Laura Hill, co-owner of Love Creek Poultry Farm, vice chair of the Delaware Farm Bureau Foundation and first vice president of the board of directors of the Sussex County Farm Bureau, discussed nutrient management and water runoff prevention measures utilized by Delaware’s agricultural sector.

Hill described her family’s use of “precision agriculture,” which includes science-based measures to help manage nutrient runoff such as GPS technology to optimize the ability of the ground to produce crops without over-seeding or over-fertilizing. Additional conservations measures in use at the Love Creek Poultry Farm include composting, placement of heavy use pads over areas subject to heavy truck traffic to help reduce erosion, and participating in the recycling of manure into fertilizer pellets.

Additionally, she and her family participate in the testing and continuing education requirements of Delaware’s 1999 Nutrient Management Act, through which they stay current with the latest advancements in agricultural technology.

Sen. Bryan Townsend, co-author of Senate Concurrent Resolution 30 which established the Clean Water and Flood Abatement Task Force, updated the audience on the progress of the task force, charged with identifying and recommending potential funding mechanisms to improve water quality and alleviate flooding in Delaware.

The composition of the task force is dictated by SCR 30, and includes members from state governmental agencies, Delaware’s business community, environmental groups, the Delaware Farm Bureau and other constituent groups. Townsend reported that the task force has met three times, at locations scattered across the state, and anticipates meeting at least three more times.
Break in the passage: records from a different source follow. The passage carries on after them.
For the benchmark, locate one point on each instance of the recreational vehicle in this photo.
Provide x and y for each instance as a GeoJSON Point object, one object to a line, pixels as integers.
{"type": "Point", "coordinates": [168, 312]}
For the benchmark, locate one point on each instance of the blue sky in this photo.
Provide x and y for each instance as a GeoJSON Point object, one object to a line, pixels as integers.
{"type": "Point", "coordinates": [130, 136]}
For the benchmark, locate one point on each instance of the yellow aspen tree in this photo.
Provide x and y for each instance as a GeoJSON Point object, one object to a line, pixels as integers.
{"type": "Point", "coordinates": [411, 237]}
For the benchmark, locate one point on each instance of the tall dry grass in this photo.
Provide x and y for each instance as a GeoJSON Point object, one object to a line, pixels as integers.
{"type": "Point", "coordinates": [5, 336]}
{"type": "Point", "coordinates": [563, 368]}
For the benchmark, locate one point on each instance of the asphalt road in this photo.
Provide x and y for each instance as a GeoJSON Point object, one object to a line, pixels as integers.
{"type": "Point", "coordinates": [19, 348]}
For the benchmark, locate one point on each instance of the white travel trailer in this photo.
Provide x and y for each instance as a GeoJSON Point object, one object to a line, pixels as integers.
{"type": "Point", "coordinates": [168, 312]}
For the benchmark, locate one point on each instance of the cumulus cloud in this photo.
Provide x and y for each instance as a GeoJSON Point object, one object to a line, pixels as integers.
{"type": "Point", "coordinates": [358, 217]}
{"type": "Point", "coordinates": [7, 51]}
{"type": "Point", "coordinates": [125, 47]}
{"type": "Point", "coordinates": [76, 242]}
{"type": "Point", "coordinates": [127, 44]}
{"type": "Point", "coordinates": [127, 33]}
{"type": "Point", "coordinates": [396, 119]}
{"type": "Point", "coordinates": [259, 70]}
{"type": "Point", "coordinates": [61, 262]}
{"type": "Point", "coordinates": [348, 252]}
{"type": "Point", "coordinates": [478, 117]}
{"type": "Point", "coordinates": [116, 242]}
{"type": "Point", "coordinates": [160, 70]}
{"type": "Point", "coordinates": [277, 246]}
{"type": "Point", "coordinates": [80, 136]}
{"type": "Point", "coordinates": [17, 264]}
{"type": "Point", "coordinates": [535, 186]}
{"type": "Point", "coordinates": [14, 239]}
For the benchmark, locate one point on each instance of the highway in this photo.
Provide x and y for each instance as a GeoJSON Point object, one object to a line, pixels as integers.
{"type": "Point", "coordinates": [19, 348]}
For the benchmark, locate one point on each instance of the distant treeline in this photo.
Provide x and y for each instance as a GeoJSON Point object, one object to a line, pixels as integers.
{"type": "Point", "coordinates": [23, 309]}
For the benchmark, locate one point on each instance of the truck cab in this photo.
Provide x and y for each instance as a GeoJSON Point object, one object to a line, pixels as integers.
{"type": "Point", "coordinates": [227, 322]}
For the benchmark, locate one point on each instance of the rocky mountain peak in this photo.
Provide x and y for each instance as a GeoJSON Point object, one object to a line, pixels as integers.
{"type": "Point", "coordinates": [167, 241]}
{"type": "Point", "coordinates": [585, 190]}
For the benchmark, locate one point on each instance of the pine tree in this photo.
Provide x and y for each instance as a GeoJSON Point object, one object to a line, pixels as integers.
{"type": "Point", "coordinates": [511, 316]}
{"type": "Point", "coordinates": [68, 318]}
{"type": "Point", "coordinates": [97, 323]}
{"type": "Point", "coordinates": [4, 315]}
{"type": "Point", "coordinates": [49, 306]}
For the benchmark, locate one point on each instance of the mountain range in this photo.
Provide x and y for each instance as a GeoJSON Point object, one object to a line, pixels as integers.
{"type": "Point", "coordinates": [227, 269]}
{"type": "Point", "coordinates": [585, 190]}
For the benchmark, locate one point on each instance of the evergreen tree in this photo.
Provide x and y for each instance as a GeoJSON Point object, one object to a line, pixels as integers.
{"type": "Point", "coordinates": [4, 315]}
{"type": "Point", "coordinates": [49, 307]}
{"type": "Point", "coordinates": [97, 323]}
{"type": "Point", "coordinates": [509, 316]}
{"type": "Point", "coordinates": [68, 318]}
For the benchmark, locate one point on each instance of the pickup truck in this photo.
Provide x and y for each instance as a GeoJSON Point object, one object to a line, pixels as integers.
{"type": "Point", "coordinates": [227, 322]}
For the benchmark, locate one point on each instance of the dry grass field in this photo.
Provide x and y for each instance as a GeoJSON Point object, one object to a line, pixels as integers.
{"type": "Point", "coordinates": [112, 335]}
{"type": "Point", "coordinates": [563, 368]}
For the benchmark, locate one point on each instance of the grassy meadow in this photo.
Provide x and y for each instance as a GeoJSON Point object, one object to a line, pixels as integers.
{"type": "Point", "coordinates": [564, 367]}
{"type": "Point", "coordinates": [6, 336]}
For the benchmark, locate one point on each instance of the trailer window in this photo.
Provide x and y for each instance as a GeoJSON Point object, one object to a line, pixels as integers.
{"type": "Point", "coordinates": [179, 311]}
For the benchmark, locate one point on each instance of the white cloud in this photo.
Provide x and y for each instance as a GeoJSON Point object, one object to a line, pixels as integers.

The initial three meetings have focused on the existing regulatory structure and sources of funding for regulatory implementation. The challenge has been to identify ways to fully leverage the existing regulatory structure for addressing clean water and flood abatement, both of which are of particular importance to the coastal areas and waterways in Sussex County. Townsend remains optimistic that the Task Force will be able to meet this challenge.